Dermot Hannafin

Personal information
- Born: Fenit, County Kerry
- Died: 6 April 2012 (aged 84)

Sport
- Sport: Gaelic football
- Position: Midfield

Club
- Years: Club
- 1950s-19??: Castleisland Desmonds

Club titles
- Kerry titles: 1

Inter-county
- Years: County / Apps (scores)
- 1950-1953: Kerry / 8 (1-01)

Inter-county titles
- Munster titles: 3
- All-Irelands: 1
- NFL: 0

= Dermot Hannafin (Snr) =

Irish Gaelic footballer

Dermot Hannafin (born in Fenit, County Kerry - died 6 April 2012) was a Gaelic footballer with his local club Castleisland Desmonds and was a member of the Kerry senior inter-county team from 1950 until 1952. His son, also Dermot, played with Kerry during the 1980s and 1990s.

==Playing career==
===Club===
Hannafin played his club football with his local Castleisland Desmonds club and enjoyed some success.
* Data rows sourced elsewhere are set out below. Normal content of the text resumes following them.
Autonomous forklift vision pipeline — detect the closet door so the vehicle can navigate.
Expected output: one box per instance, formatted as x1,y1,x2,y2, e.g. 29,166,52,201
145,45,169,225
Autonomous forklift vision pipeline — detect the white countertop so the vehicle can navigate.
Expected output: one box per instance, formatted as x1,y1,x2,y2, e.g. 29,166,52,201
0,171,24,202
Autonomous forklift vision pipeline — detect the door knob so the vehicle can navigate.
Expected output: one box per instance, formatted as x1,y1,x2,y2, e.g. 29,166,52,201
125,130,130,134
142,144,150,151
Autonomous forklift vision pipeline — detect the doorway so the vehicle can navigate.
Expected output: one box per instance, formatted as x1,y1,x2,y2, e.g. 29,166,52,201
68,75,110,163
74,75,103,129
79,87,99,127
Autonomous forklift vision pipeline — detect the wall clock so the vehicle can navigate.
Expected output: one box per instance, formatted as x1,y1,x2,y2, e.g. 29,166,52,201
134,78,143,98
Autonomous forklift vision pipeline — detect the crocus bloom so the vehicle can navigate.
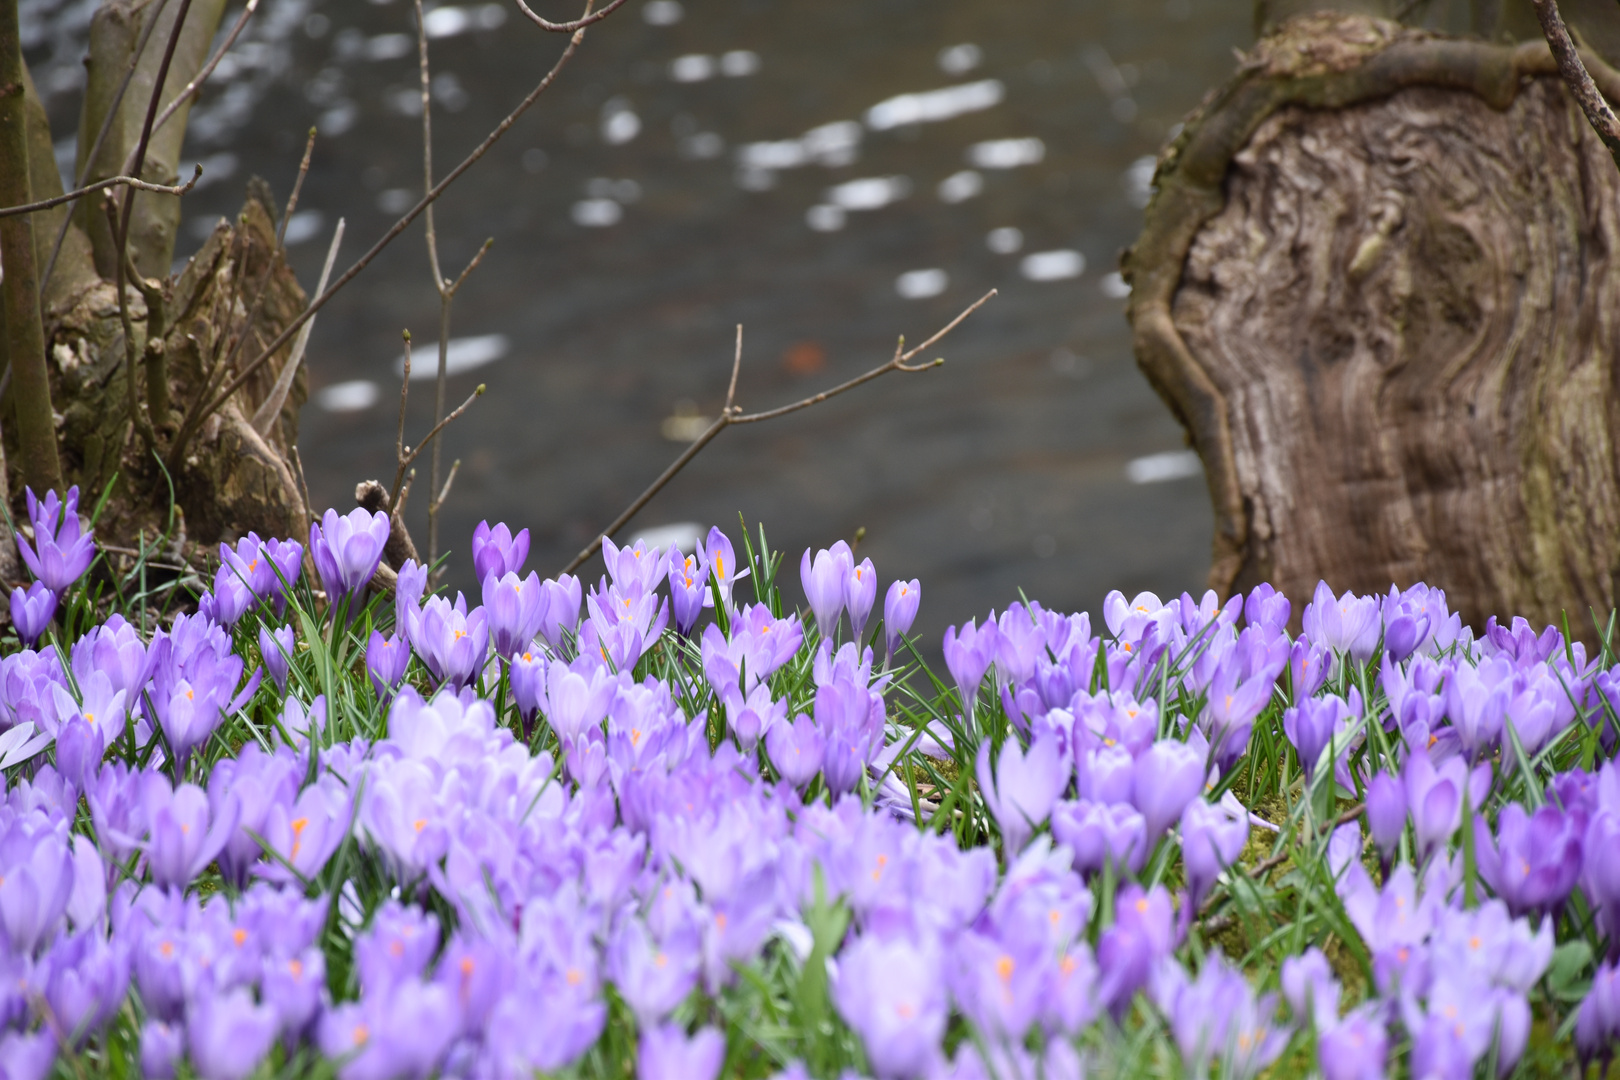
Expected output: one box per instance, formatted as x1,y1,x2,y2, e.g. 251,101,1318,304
1318,1005,1389,1080
1365,771,1407,872
1283,689,1360,784
1280,947,1339,1030
1474,802,1584,920
10,582,55,647
411,595,489,690
766,712,826,788
832,931,947,1079
1302,581,1381,662
1442,656,1513,762
608,917,701,1023
1244,583,1290,634
43,927,130,1048
1097,884,1176,1020
508,649,546,738
801,542,852,640
259,623,295,694
703,527,749,610
846,557,877,641
188,986,280,1080
538,573,583,650
472,519,530,582
141,1020,183,1080
884,578,921,662
308,507,390,608
1132,738,1205,843
1051,799,1147,876
1577,960,1620,1067
637,1023,724,1080
18,485,96,597
977,731,1066,855
0,819,74,954
145,778,241,889
1155,953,1288,1079
1404,751,1489,865
483,570,547,659
1180,796,1249,910
55,713,105,792
943,617,999,723
668,549,709,636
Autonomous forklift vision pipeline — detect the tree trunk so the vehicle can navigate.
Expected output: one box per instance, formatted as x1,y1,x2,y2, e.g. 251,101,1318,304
1125,13,1620,639
0,0,311,576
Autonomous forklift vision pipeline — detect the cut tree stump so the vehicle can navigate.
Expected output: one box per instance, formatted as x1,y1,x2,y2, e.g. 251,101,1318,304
1126,13,1620,640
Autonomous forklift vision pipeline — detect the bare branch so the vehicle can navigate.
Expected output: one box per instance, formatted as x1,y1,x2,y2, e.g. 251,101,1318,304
251,215,344,434
112,0,198,268
0,166,201,218
450,237,495,294
149,0,260,139
1531,0,1620,168
433,458,461,510
277,128,317,248
510,0,628,33
397,384,485,480
390,330,414,507
414,0,444,289
206,18,589,430
560,290,996,575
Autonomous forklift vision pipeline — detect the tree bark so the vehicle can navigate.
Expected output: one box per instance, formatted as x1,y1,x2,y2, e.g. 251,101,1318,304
1125,13,1620,639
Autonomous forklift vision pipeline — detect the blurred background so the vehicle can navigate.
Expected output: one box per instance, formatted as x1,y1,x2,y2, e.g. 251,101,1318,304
22,0,1251,646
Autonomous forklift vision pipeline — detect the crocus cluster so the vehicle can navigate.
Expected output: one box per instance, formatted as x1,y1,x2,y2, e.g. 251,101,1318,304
3,490,1620,1079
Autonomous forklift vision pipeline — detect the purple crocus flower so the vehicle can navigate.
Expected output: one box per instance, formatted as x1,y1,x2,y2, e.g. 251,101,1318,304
71,613,146,706
188,985,280,1080
638,1023,724,1080
1365,772,1407,873
801,542,852,641
1289,637,1331,702
18,485,96,597
1097,884,1176,1020
1201,661,1274,774
482,570,547,659
1155,953,1288,1079
1279,946,1339,1031
948,925,1050,1041
1051,799,1147,877
508,649,546,739
42,927,130,1047
141,1020,183,1080
1474,801,1584,920
1132,738,1205,843
410,595,489,690
766,712,826,789
977,731,1067,855
10,583,55,647
472,519,530,583
145,777,241,889
308,507,390,608
1076,741,1135,805
259,624,295,695
668,549,709,637
55,713,105,792
1577,960,1620,1068
262,948,326,1041
846,557,878,641
1302,581,1381,662
538,573,584,651
608,917,701,1023
832,931,947,1079
0,818,74,954
318,979,456,1080
1442,656,1512,762
703,527,749,611
356,901,441,993
205,562,256,628
1244,583,1290,634
1283,689,1360,784
1318,1005,1389,1080
363,630,409,705
884,578,921,662
1404,751,1489,865
943,617,999,724
1180,796,1249,911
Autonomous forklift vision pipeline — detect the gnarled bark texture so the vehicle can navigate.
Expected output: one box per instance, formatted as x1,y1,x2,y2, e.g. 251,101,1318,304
1126,13,1620,636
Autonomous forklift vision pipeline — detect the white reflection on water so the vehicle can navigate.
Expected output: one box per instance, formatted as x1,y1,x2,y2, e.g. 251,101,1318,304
670,54,716,83
1019,249,1083,281
937,43,982,76
986,227,1023,254
864,79,1003,131
896,268,948,300
642,0,683,25
317,380,380,413
572,198,623,227
1127,450,1202,484
937,170,983,203
968,138,1045,169
394,335,511,380
825,176,911,211
806,205,845,232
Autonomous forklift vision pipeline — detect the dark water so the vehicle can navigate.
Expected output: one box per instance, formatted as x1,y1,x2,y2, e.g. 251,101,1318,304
24,0,1252,646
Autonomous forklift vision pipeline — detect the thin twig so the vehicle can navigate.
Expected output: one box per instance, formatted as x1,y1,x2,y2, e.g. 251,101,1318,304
450,238,495,293
112,0,198,274
0,167,202,218
510,0,628,33
149,0,260,139
105,198,159,452
397,384,485,480
276,129,318,248
390,331,414,506
1531,0,1620,167
433,459,461,511
251,216,344,434
209,18,592,417
559,290,996,575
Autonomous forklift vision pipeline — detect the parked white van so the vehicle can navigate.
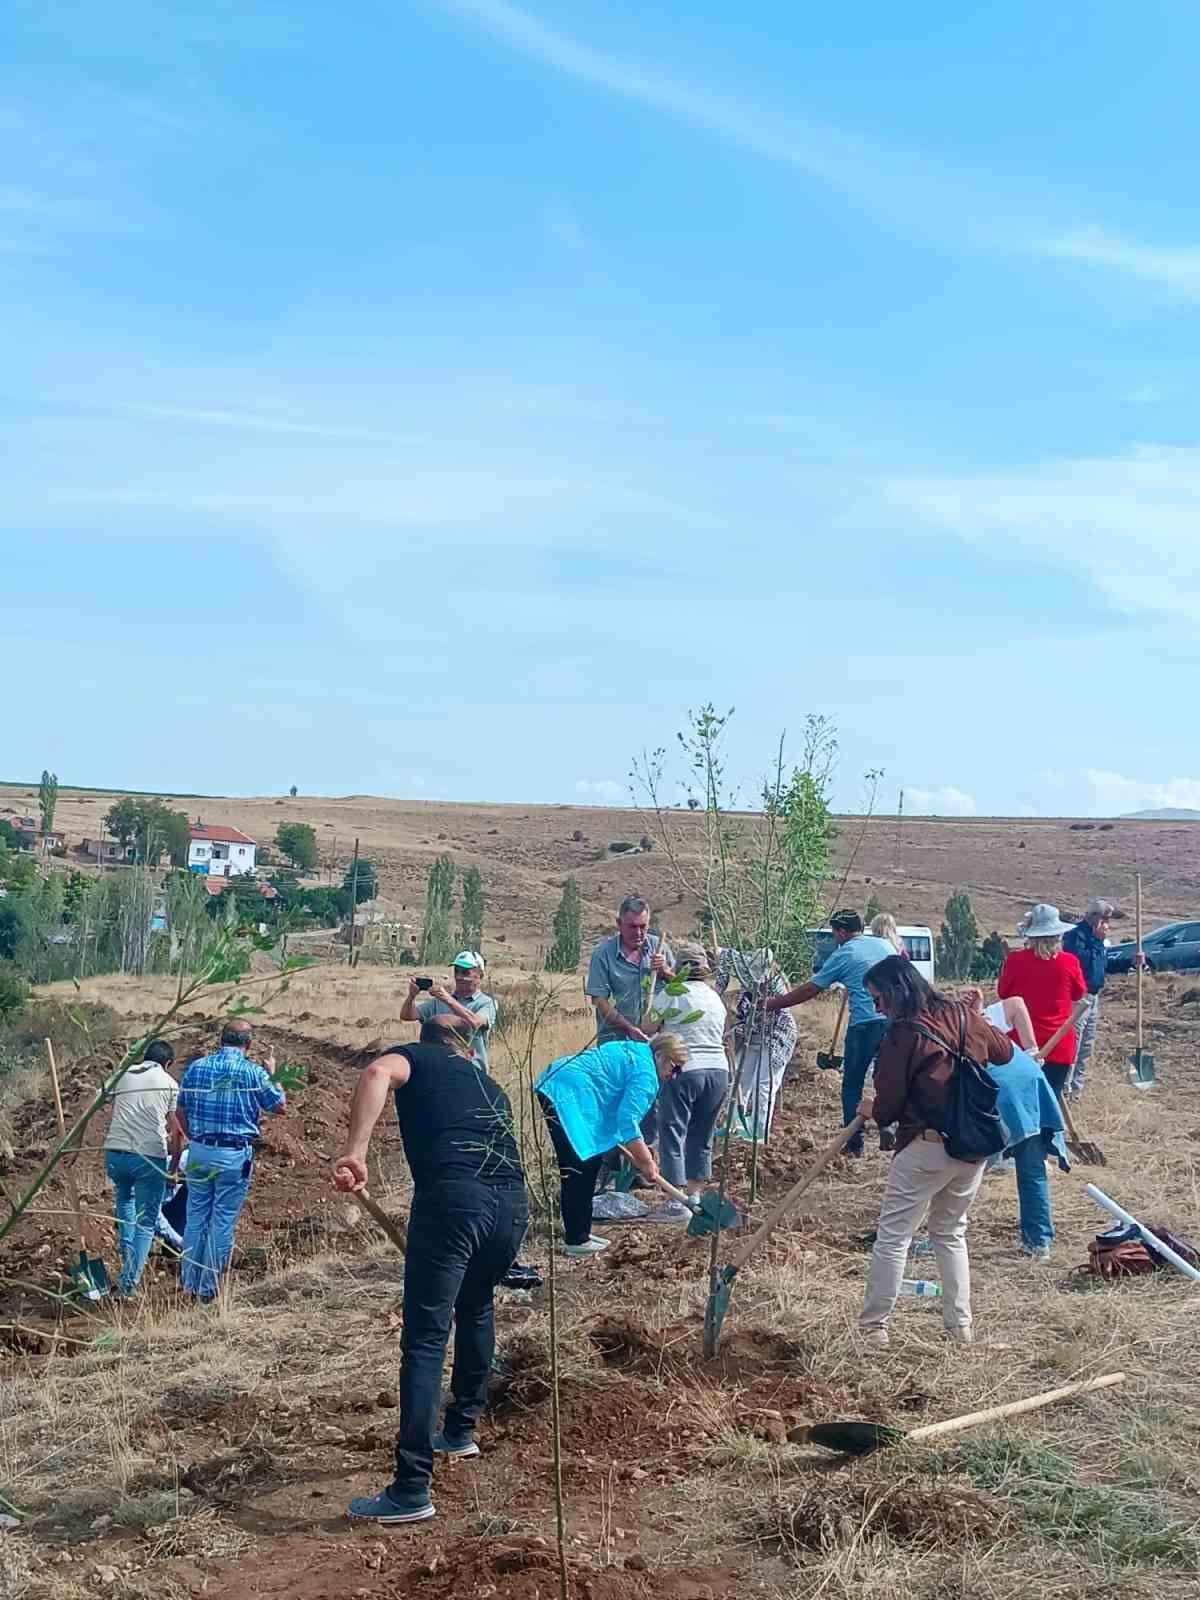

He won a county SFC with Castleisland District in 1950, their only success to date.

===Intercounty===
Hannafin also played with Kerry from 1950 to 1953. He won Munster Championship medals in 1950, '51 and '53 and an All Ireland medal in 1953. The All Ireland final of 1953 was the only game of the championship that year.